Antenatal Corticosteroid Therapy for Fetal Maturation
What is Antenatal Corticosteroids?
Antenatal steroids, also known as Antenatal Corticosteroids, are medications administered to pregnant women expecting a preterm birth. When administered, these steroids accelerate the maturation of the fetus’ lungs, which reduces the likelihood of infant respiratory distress syndrome and infant mortality. The effectiveness of this corticosteroid treatment on humans was first demonstrated in 1972 by Sir Graham Liggins and Ross Howie, during a randomized control trial using betamethasone.
Antenatal Corticosteroid Therapy for Fetal Maturation
The American College of Obstetricians and Gynecologists (ACOG) Committee on Obstetric Practice has issued recommendations for the administration of antenatal corticosteroid therapy for fetal maturation. According to the committee opinion, corticosteroid administration before anticipated preterm birth is one of the most important antenatal therapies available to improve newborn outcomes.
Administration of corticosteroids for pregnant women during the periviable period who are at risk of preterm delivery within 7 days is linked to a family’s decision regarding resuscitation and should be considered in that context.
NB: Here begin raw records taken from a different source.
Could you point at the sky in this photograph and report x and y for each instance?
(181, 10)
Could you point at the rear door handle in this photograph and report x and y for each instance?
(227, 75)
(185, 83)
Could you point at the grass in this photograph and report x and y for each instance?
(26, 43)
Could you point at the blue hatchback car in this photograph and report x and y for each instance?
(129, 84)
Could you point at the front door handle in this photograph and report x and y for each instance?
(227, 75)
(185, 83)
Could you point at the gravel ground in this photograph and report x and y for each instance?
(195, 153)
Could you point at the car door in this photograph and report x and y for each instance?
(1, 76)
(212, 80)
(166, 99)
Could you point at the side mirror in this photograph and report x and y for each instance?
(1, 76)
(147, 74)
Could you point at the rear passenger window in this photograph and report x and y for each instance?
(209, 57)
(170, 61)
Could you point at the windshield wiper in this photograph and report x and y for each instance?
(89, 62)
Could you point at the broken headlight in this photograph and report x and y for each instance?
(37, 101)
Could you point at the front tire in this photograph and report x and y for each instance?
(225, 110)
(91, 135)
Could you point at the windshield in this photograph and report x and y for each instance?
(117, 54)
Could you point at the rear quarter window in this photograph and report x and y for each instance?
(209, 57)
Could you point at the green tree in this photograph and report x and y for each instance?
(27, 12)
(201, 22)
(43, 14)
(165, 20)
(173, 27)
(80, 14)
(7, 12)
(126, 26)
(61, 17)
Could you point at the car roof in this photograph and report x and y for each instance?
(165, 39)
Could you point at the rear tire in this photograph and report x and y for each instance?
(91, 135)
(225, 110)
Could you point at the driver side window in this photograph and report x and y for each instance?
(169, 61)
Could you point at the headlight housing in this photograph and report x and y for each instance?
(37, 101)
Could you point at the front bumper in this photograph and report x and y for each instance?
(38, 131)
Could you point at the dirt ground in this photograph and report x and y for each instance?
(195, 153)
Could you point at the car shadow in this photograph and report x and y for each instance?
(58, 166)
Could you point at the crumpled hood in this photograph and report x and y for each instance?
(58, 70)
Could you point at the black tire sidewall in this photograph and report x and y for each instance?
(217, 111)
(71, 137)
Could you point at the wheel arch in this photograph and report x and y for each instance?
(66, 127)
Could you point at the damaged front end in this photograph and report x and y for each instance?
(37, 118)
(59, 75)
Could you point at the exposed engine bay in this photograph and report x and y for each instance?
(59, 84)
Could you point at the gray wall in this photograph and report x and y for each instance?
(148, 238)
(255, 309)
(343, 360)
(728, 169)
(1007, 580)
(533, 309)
A single course of betamethasone is recommended for pregnant women between 34 0/7 weeks and 36 6/7 weeks of gestation at risk of preterm birth within 7 days, and who have not received a previous course of antenatal corticosteroids.
Regularly scheduled repeat courses or serial courses (more than 2) are not currently recommended.
A single repeat course of antenatal corticosteroids should be considered in women who are less than 34 0/7 weeks of gestation who have an imminent risk of preterm delivery within the next 7 days, and whose prior course of antenatal corticosteroids was administered more than 14 days previously. Rescue course corticosteroids could be provided as early as 7 days from the prior dose, if indicated by the clinical scenario.
Continued surveillance of long-term outcomes after in utero corticosteroid exposure should be supported. Quality improvement strategies to optimize appropriate and timely antenatal corticosteroid administration are effective and should be encouraged.